Futuro

Il futuro della moda è a base di CO2

La startup Rubi e il contemporary luxury brand Ganni hanno dato vita a uno speciale filato, creato dall’azione di enzimi in grado di catturare le emissioni di carbonio e trasformarle in cellulosa
Credit: Rubi.earth
Tempo di lettura 4 min lettura
26 luglio 2023 Aggiornato alle 18:00

Mentre l’impatto dell’industria della moda e dell’abbigliamento sta diventando sempre più imponente e sempre più distruttivo per l’ambiente e per il Pianeta (si tratta della terza filiera più inquinante al mondo) c’è una startup che ha deciso di viaggiare contro corrente, in direzione di un’industria più sostenibile, iniziando a sperimentare - nel suo laboratorio di San Leandro - l’utilizzo di particolari enzimi per catturare le emissioni di carbonio e trasformarle in cellulosa, utile per realizzare tessuti sostenibili e con un’impronta di CO2 negativa.

Si tratta di Rubi, un’azienda biochimica della California che sta sviluppando una tecnologia – in attesa di brevetto - che permette di raccogliere e riciclare, in ottica ecologica, il carbonio per utilizzarlo nella creazione di tessuti sostenibili.

L’azienda è stata fondata nel 2020 dalle sorelle Neeka e Leila Mashouf e oggi può già vantare finanziamenti dal valore di circa 8 milioni di dollari (9 milioni di euro) e collaborazioni con grandi brand della moda di lusso, come Ganni, per realizzare i primi tessuti e capi climaticamente neutri.

Non un brand a caso, quello pensato e scelto da Rubi per brevettare il suo “tessuto a base di CO2”: Ganni, infatti, è un brand scandinavo di lusso, fondato nel 2009 da Nicolai e Ditte Reffstrup e certificato B Corp dallo scorso settembre, che da sempre sottolinea il suo profondo impegno nella tutela dell’ambiente, dichiarandosi paladino di una moda sostenibile, lavorando per garantire che il 100% delle sue collezioni sia realizzato con materiale riciclato certificato, tessuti organici o a basso impatto e promettendo una riduzione del 50% delle sue emissioni di carbonio entro il 2027.

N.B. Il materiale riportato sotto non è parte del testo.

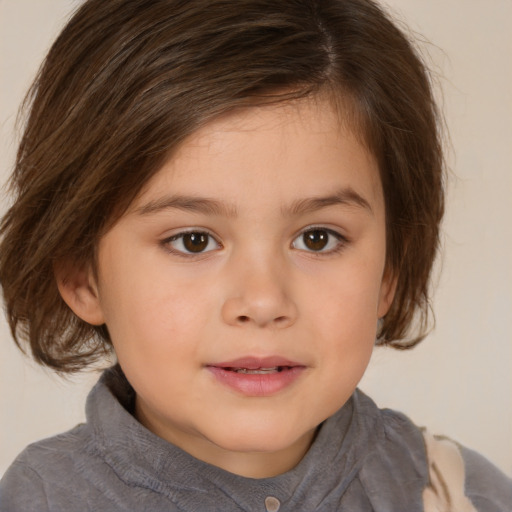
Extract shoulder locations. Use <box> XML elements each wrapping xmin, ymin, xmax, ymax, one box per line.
<box><xmin>354</xmin><ymin>391</ymin><xmax>512</xmax><ymax>511</ymax></box>
<box><xmin>0</xmin><ymin>370</ymin><xmax>183</xmax><ymax>512</ymax></box>
<box><xmin>0</xmin><ymin>425</ymin><xmax>178</xmax><ymax>512</ymax></box>
<box><xmin>0</xmin><ymin>453</ymin><xmax>49</xmax><ymax>512</ymax></box>
<box><xmin>0</xmin><ymin>425</ymin><xmax>92</xmax><ymax>512</ymax></box>
<box><xmin>460</xmin><ymin>444</ymin><xmax>512</xmax><ymax>511</ymax></box>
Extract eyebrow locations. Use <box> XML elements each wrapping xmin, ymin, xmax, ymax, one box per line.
<box><xmin>284</xmin><ymin>187</ymin><xmax>373</xmax><ymax>217</ymax></box>
<box><xmin>135</xmin><ymin>187</ymin><xmax>373</xmax><ymax>218</ymax></box>
<box><xmin>136</xmin><ymin>195</ymin><xmax>238</xmax><ymax>217</ymax></box>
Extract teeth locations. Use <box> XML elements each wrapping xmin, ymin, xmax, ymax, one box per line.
<box><xmin>234</xmin><ymin>367</ymin><xmax>280</xmax><ymax>374</ymax></box>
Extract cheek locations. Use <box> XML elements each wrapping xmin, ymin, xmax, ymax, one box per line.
<box><xmin>303</xmin><ymin>260</ymin><xmax>384</xmax><ymax>323</ymax></box>
<box><xmin>102</xmin><ymin>272</ymin><xmax>223</xmax><ymax>383</ymax></box>
<box><xmin>299</xmin><ymin>261</ymin><xmax>382</xmax><ymax>364</ymax></box>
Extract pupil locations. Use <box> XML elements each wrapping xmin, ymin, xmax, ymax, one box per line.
<box><xmin>304</xmin><ymin>230</ymin><xmax>328</xmax><ymax>251</ymax></box>
<box><xmin>183</xmin><ymin>233</ymin><xmax>208</xmax><ymax>252</ymax></box>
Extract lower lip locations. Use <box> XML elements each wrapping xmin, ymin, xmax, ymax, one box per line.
<box><xmin>206</xmin><ymin>366</ymin><xmax>305</xmax><ymax>396</ymax></box>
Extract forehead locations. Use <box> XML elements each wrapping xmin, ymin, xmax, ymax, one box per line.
<box><xmin>130</xmin><ymin>97</ymin><xmax>383</xmax><ymax>216</ymax></box>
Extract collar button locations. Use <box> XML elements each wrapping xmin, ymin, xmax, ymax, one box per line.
<box><xmin>265</xmin><ymin>496</ymin><xmax>281</xmax><ymax>512</ymax></box>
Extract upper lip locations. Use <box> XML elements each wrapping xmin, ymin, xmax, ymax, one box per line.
<box><xmin>207</xmin><ymin>356</ymin><xmax>304</xmax><ymax>370</ymax></box>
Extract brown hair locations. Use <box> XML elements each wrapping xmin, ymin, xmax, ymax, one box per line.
<box><xmin>0</xmin><ymin>0</ymin><xmax>444</xmax><ymax>372</ymax></box>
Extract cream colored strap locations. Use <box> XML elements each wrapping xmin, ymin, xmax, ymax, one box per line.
<box><xmin>422</xmin><ymin>430</ymin><xmax>477</xmax><ymax>512</ymax></box>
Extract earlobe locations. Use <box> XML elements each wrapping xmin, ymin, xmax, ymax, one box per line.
<box><xmin>377</xmin><ymin>269</ymin><xmax>398</xmax><ymax>318</ymax></box>
<box><xmin>54</xmin><ymin>262</ymin><xmax>105</xmax><ymax>326</ymax></box>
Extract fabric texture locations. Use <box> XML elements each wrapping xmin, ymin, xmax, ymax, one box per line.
<box><xmin>1</xmin><ymin>367</ymin><xmax>511</xmax><ymax>511</ymax></box>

Intanto, ha interrotto l’utilizzo della pelle vergine animale nella sua linea di abbigliamento, con la promessa di eliminarla gradualmente anche dalle collezioni di scarpe e accessori entro la fine del 2023.

«Nel pensare a quale brand potesse essere adatto a collaborare con Rubi per dare vita a questo progetto pilota, la scelta di Ganni è stata quasi ovvia - ha affermato una delle fondatrici e Ceo della startup - il loro impegno per un futuro positivo per il pianeta si allinea perfettamente con la nostra missione e non potremmo essere più entusiasti di collaborare con loro per contribuire a dare vita al nostro prodotto».

Solo poche settimane fa, Ganni aveva rilanciato un ambizioso progetto di riciclo finalizzato a riutilizzare 12 tonnellate di scarti di cotone all’anno.

Ora, con la partnership stretta con Rubi nell’ ambito del suo progetto Fabrics of the Future” - programma dedicato alla ricerca e allo sviluppo di materiali che contribuiranno a creare un’industria della moda più circolare e a basso impatto - ha svelato nel corso del Global Fashion Summit di Copenaghen i primi campioni del tessuto creato artificialmente e neutro in termini di risorse: una miscela formata da filato di cellulosa Rubi al 20% e da ulteriore cellulosa industriale standard.

Come ha spiegato Neeka Mashouf, il processo del tessuto di Rubi imita il funzionamento degli alberi: gli alberi respirano CO2 e usano gli enzimi - proteine che aiutano le reazioni - per convertirla in cellulosa.

All’interno dei reattori industriali, l’azienda fa sostanzialmente la stessa cosa, creando, grazie all’azione degli enzimi, dei polimeri di cellulosa che viene sfruttata, poi, per produrre il filato di lyocell, da utilizzare per realizzare indumenti e altri oggetti.

«Le innovazioni dei tessuti, come Rubi, giocheranno un ruolo cruciale nel portare la moda al punto di decarbonizzazione, ma affinché ciò accada, i marchi devono scommettere, correre rischi e investire in innovazioni», ha affermato Nicolaj Reffstrup, fondatore di Ganni. «Ci sono ancora molte cose di cui non sappiamo la risposta, ma lavorare con partner innovativi come Rubi dà molto ottimismo per pensare a come potrebbe essere il futuro di quest’industria».